How Many Questions to Pass GED?

There is no fixed number of correct answers required to pass the GED, because the exam uses scaled scoring, not raw question counts. The GED consists of four subjects, each with a different number of questions and time limits. To pass the GED, you must earn a minimum scaled score of 145 out of 200 on each subject—not a set number of correct responses.

Here’s the breakdown by subject:

  • Reasoning Through Language Arts: ~46 questions + 1 essay (150 minutes)
  • Mathematical Reasoning: ~45–49 questions (115 minutes)
  • Science: ~34–40 questions (90 minutes)
  • Social Studies: ~34–40 questions (70 minutes)

Because the GED uses computer-adaptive and item-weighted scoring, not all questions are worth the same points. Some complex tasks (like the Language Arts extended response) carry more weight than multiple-choice items. Therefore, you cannot calculate passing by counting right answers.

ETS and GED Testing Service convert your raw performance into a scaled score (100–200) using a confidential algorithm. Generally, scoring about 60–65% correct across items is needed to reach the 145 passing threshold—but this is only an estimate.

What Matters Is the Scaled Score

To pass the GED, focus on achieving 145+ per subject, not a question count. You can miss 30–40% of questions and still pass, depending on which items you get right. The system prioritizes skill mastery over perfection.

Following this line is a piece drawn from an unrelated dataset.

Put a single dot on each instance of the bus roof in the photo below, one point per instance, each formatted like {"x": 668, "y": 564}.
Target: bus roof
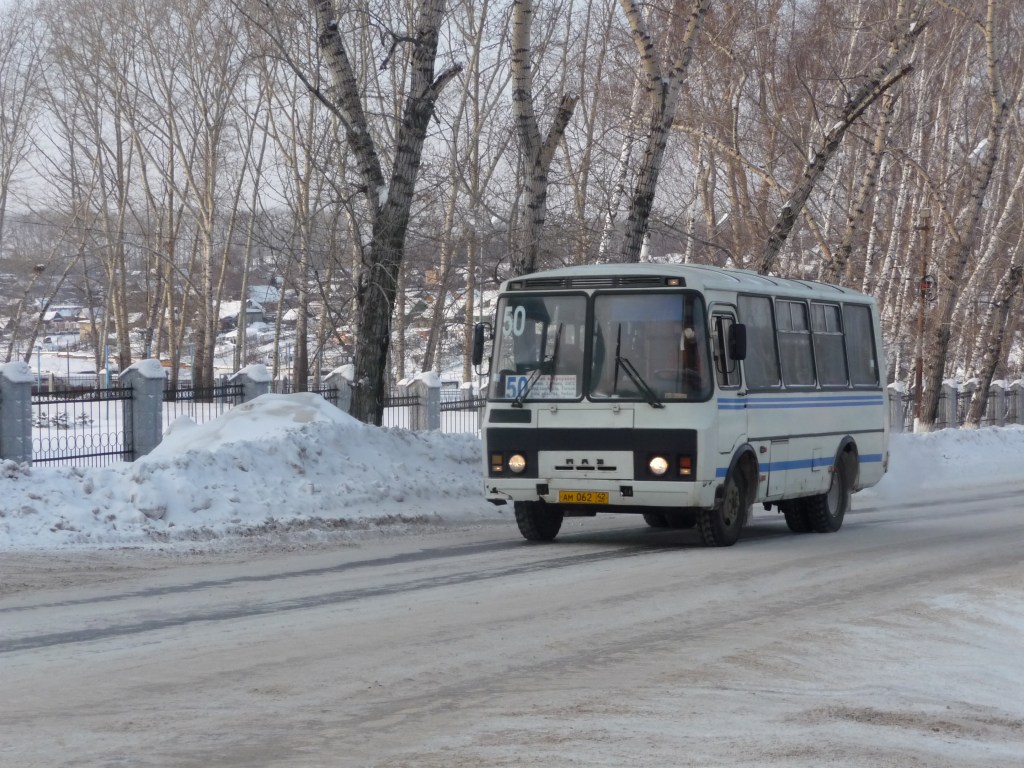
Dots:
{"x": 699, "y": 276}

Use the official GED Ready practice test ($6 per subject). It gives a scaled score prediction. If you score 150 or higher on practice, you’re likely ready to pass the official exam.

Remember: you must pass all four subjects to earn your credential. You can take them one at a time, on separate days.

Don’t aim for a specific number of correct answers—aim for consistent understanding across core topics.

Your goal is a scaled score of 145+, not a headcount of right responses.